If users want to get up early to catch the train, they just say "set the alarm clock at 7 o'clock in the morning", and the smart voice alarm clock at the bedside can turn on the alarm clock at 7 o'clock the next day. Users can also set multiple reminders, such as the date of paying water, electricity and gas bills and the date of repayment of credit cards.
Smart Home Control
Users can use the voice control panel to control TV and smart home devices such as lights and curtains in time by voice, or set the time or conditions to enable these devices by voice.
To implement these applications in 5G smart home scenarios, the AI voice recognition technology must support key technologies such as far-field sound pick-up, instant-on, multi-turn dialogue interaction, and voiceprint recognition.
Far-Field Sound Pick-Up
Far-field sound pick-up adopts a microphone array that contains several microphones operating in tandem and used to sample and process spatial features of the sound field.
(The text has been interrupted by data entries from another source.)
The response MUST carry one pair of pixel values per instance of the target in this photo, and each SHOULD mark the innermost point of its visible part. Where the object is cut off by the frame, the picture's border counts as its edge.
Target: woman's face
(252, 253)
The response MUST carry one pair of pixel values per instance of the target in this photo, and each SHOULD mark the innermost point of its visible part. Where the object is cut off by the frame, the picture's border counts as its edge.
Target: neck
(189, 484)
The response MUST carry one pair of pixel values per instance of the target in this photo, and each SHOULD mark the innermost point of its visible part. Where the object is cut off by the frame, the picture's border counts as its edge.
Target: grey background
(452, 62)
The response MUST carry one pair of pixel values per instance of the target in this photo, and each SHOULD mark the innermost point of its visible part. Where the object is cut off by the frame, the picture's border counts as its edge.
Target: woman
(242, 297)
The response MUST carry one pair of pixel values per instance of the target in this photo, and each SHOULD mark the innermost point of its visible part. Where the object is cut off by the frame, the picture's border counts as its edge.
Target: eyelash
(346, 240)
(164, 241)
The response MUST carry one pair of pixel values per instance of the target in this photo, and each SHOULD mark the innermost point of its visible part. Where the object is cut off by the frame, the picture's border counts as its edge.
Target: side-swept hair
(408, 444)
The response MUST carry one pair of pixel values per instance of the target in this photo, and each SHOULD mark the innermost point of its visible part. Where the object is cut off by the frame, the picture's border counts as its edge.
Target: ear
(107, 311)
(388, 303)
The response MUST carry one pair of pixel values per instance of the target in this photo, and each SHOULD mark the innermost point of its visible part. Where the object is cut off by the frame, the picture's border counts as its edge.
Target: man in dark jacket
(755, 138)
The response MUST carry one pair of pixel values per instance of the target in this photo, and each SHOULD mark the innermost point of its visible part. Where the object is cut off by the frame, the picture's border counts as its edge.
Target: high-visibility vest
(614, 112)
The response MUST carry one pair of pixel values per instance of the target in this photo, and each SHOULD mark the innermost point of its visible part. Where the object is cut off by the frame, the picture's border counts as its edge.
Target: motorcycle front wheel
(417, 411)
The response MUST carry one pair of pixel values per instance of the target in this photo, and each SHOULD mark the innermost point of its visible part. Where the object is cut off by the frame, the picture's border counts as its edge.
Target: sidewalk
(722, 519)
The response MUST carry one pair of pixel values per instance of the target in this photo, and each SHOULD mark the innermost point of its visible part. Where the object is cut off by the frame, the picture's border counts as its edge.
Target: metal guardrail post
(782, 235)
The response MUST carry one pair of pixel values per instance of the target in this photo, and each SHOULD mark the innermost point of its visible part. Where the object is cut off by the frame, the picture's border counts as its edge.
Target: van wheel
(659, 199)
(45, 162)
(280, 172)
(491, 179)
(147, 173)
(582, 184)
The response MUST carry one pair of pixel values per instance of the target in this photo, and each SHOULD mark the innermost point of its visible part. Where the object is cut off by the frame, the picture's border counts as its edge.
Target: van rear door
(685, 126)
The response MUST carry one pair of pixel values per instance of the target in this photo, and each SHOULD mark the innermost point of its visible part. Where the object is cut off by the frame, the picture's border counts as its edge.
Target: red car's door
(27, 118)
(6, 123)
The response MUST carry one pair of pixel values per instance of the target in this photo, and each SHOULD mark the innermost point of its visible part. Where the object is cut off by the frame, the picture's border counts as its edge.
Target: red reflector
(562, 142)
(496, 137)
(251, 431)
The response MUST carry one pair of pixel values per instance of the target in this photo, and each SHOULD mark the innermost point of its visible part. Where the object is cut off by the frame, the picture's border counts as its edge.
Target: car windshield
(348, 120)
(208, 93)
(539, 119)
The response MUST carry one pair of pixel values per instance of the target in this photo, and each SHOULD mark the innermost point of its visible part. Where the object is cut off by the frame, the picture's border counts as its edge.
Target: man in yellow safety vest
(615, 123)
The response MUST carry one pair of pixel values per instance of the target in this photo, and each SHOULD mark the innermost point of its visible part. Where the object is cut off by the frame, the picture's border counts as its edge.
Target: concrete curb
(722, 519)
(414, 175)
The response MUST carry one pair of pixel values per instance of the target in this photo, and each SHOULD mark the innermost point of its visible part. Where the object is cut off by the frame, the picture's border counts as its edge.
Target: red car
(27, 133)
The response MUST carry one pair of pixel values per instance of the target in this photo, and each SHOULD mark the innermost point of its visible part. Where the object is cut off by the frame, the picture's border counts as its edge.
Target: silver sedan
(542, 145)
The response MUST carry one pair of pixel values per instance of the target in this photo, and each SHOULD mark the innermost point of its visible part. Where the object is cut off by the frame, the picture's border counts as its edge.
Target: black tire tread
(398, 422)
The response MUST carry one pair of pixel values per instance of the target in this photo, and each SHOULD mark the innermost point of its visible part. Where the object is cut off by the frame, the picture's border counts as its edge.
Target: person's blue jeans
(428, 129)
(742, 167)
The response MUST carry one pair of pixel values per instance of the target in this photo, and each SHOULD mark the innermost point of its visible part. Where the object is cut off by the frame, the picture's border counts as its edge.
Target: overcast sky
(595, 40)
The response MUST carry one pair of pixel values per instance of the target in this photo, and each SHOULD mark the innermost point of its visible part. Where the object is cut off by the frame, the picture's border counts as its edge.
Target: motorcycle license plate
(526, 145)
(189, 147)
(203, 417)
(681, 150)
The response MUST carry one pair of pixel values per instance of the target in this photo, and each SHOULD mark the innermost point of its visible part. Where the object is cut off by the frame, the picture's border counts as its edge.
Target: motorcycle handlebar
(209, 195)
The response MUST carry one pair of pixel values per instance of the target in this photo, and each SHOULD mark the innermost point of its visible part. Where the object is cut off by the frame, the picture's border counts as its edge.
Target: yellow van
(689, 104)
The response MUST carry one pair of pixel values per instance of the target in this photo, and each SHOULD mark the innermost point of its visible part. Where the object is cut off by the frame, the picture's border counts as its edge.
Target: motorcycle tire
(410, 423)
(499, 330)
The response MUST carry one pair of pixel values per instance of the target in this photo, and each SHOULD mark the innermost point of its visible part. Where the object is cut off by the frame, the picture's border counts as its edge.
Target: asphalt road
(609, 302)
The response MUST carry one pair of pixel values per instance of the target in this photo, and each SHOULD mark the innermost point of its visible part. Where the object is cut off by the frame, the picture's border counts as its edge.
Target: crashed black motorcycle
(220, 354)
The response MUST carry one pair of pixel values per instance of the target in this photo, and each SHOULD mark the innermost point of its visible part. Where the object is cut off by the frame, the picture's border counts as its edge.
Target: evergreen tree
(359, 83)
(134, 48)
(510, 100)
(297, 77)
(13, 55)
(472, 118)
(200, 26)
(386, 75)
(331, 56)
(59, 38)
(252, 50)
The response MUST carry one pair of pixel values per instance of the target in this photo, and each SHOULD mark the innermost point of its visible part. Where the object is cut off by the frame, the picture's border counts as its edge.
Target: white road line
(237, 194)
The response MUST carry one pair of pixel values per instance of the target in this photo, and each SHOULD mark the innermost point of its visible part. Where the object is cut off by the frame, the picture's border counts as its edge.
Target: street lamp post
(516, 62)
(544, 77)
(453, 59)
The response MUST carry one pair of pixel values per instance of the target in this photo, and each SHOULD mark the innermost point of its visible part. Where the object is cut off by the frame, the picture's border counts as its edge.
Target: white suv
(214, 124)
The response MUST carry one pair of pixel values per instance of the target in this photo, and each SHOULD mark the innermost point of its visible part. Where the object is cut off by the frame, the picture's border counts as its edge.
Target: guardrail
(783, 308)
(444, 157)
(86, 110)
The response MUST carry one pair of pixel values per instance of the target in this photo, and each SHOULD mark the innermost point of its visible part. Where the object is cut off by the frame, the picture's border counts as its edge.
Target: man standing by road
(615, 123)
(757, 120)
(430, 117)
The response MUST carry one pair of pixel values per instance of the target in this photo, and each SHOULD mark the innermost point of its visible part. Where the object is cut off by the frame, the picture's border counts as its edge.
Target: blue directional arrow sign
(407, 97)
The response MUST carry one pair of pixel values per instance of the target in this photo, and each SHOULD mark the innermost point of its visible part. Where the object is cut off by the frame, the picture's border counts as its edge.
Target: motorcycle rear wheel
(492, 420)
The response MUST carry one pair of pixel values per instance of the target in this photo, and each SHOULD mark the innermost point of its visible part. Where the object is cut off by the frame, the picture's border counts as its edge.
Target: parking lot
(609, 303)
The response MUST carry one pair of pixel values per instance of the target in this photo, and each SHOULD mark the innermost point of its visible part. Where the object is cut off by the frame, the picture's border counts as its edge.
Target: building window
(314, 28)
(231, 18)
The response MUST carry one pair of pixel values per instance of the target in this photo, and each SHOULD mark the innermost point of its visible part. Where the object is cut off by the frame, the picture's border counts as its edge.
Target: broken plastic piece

The purpose of using the microphone array instead of a single microphone is to ensure voice commands can be properly received when the user is far away from the smart voice terminal.
The microphone array is always in the sound pick-up state when it starts to work. It continuously samples and quantifies sound signals, and processes the basic signals. After the collected voice signals are processed by a more complex voice signal algorithm, clean voice signals are obtained and transmitted to the remote voice cloud platform for a real voice interaction.
There are linear, circular, and spherical microphone arrays. A circular or linear microphone array is usually used. At present, the mainstream solution is 6-Mic array, and there are also 2-Mic and 4-Mic products. The microphone array matches front-end sound processing technologies such as beamforming, noise suppression, echo cancellation, reverberation cancellation, automatic gain, and sound source localization.
The wake-up module is a small voice recognition engine. As wake-up words are a single target recognition, only small acoustic and language models are required, which occupy little algorithm space and can be locally implemented. The wake-up words usually contain three to five Chinese characters. It is recommended to choose the words that are not commonly used and have open accents and many syllables.
Multi-Turn Dialogue Interaction
Continuous interaction means that a user can trigger the intelligent voice by saying wake-up words and interact with it for many times without saying the wake-up words any more. If the voice interaction exceeds the specified time, the user needs to say the wake-up words again.
The user's input goes through the natural language understanding (NLU) module and enters the dialogue management system that identifies the current dialogue state and determines the next dialogue action. The next dialogue action includes general model and domain model. The former deals with general interaction logic, while the latter deals with domain-specific interaction logic.
The security of home voice control is quite important in the voice interaction era. Voiceprint recognition falls into two categories: speaker identification and speaker verification. Voiceprint recognition in a home scenario is the process of identifying the speaker. First of all, it is necessary to model the speaker’s voiceprint, and then match the voiceprint features during the voice interaction to provide personalized service experience based on the speaker's role (Fig. 2).